Progressive Delivery for AI Deployments
Combining feature flags, canary releases, and automated rollback for AI model deployments: AI-specific metrics, shadow mode testing, and gradual traffic shifting for inference services.
Deploying a new AI model is riskier than deploying a new application version. A model that passes evaluation tests can still fail on production traffic: edge cases the test set does not cover, latency differences under real load, or subtle quality degradation that metrics catch only at scale. Progressive delivery addresses this by gradually exposing new models to production traffic while monitoring AI-specific metrics and automatically rolling back when quality degrades.
The Pattern
Progressive delivery for AI combines three mechanisms:
- Feature flags control which model version serves each request
- Canary traffic splitting gradually shifts traffic from the old model to the new one
- Automated analysis compares metrics between old and new, triggering rollback if the new model underperforms
Implementation with Argo Rollouts
Argo Rollouts provides Kubernetes-native progressive delivery with analysis runs:
apiVersion: argoproj.io/v1alpha1
kind: Rollout
metadata:
name: inference-service
spec:
replicas: 10
strategy:
canary:
steps:
- setWeight: 5
- pause: {duration: 10m}
- analysis:
templates:
- templateName: ai-quality-check
args:
- name: canary-hash
valueFrom:
podTemplateHashValue: Latest
- setWeight: 25
- pause: {duration: 15m}
- analysis:
templates:
- templateName: ai-quality-check
- setWeight: 50
- pause: {duration: 15m}
- analysis:
templates:
- templateName: ai-quality-check
- setWeight: 100
The rollout progresses through stages: 5% traffic for 10 minutes, analyse, 25% for 15 minutes, analyse, 50% for 15 minutes, analyse, then full rollout. Any failed analysis triggers automatic rollback.

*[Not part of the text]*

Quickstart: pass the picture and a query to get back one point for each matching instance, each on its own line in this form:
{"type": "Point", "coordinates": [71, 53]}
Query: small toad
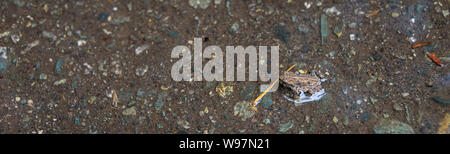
{"type": "Point", "coordinates": [305, 87]}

AI-Specific Analysis Metrics
Standard canary metrics (error rate, latency) are necessary but not sufficient for AI deployments. Add AI-specific metrics:
Response Quality
apiVersion: argoproj.io/v1alpha1
kind: AnalysisTemplate
metadata:
name: ai-quality-check
spec:
metrics:
- name: error-rate
provider:
prometheus:
query: |
sum(rate(inference_errors_total{rollout_hash="{{args.canary-hash}}"}[10m]))
/
sum(rate(inference_requests_total{rollout_hash="{{args.canary-hash}}"}[10m]))
successCondition: result[0] < 0.01
- name: p95-latency
provider:
prometheus:
query: |
histogram_quantile(0.95,
rate(inference_latency_seconds_bucket{rollout_hash="{{args.canary-hash}}"}[10m]))

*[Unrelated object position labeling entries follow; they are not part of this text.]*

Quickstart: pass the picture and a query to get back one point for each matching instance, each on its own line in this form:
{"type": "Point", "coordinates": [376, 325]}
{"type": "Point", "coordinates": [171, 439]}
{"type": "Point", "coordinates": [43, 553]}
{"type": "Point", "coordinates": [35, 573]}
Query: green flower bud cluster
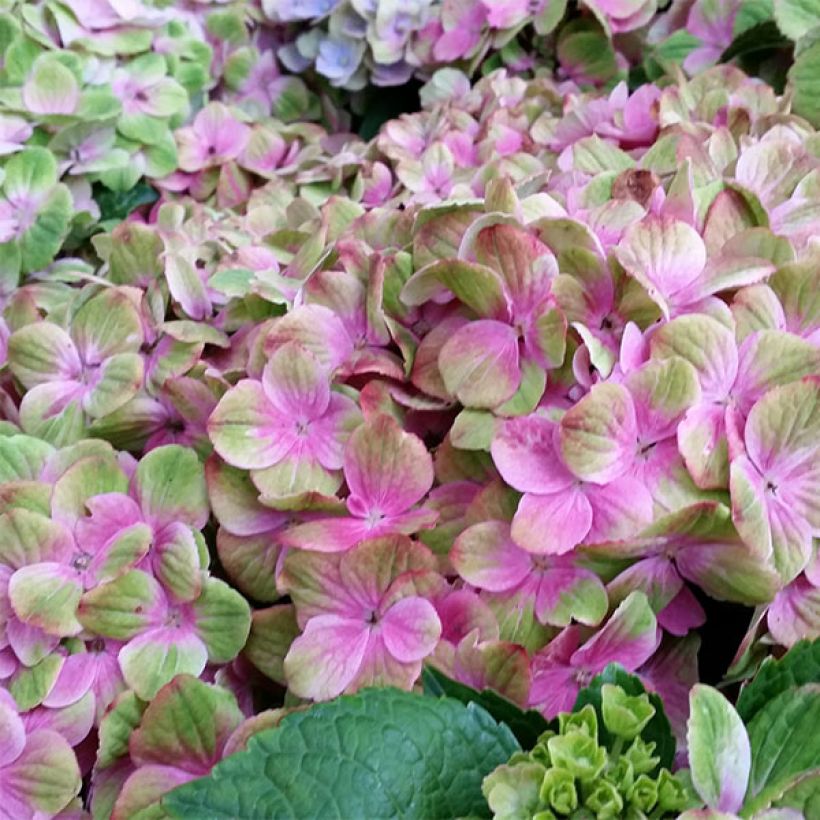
{"type": "Point", "coordinates": [570, 773]}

successCondition: result[0] < 2.0
- name: quality-score
provider:
prometheus:
query: |
avg(inference_quality_score{rollout_hash="{{args.canary-hash}}"})
successCondition: result[0] > 0.85
- name: hallucination-rate
provider:
prometheus:
query: |
sum(rate(inference_hallucination_total{rollout_hash="{{args.canary-hash}}"}[10m]))
/
sum(rate(inference_requests_total{rollout_hash="{{args.canary-hash}}"}[10m]))

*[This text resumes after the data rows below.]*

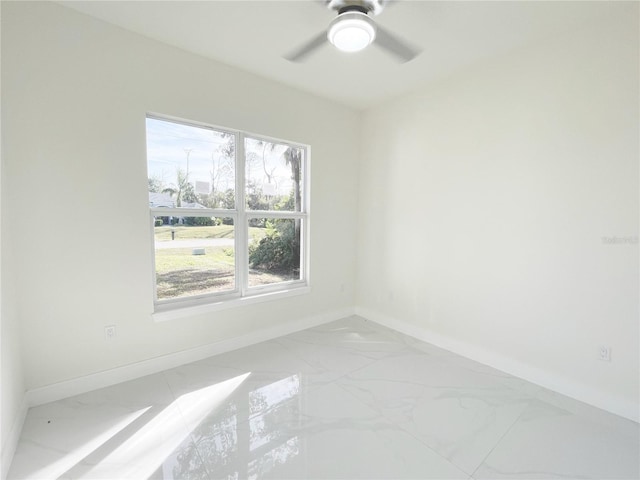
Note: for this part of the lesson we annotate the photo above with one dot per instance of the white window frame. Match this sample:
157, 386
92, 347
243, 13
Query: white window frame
242, 294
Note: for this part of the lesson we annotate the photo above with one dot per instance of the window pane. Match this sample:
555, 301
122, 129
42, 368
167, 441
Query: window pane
189, 166
273, 176
194, 255
274, 250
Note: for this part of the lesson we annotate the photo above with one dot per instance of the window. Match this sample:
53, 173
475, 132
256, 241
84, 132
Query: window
229, 214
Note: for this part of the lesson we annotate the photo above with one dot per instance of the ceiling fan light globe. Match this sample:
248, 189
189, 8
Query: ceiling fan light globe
351, 32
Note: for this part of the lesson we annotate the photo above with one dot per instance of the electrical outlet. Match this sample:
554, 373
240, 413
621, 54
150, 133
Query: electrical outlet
604, 353
109, 332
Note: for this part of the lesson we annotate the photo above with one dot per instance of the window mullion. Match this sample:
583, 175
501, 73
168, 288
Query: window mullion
242, 232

successCondition: result[0] < 0.05
Cost Metrics
New models may use more tokens or require longer inference times:
- Tokens per request - A new model that generates 2x more tokens costs 2x more
- GPU utilisation - A larger model may saturate GPU memory, reducing throughput
- Cache hit rate - A model with different output patterns may invalidate caches
Shadow Mode Testing
Before canary deployment, run the new model in shadow mode:
- Production traffic goes to the current model (serves the response)
- The same request is duplicated to the new model (response is discarded)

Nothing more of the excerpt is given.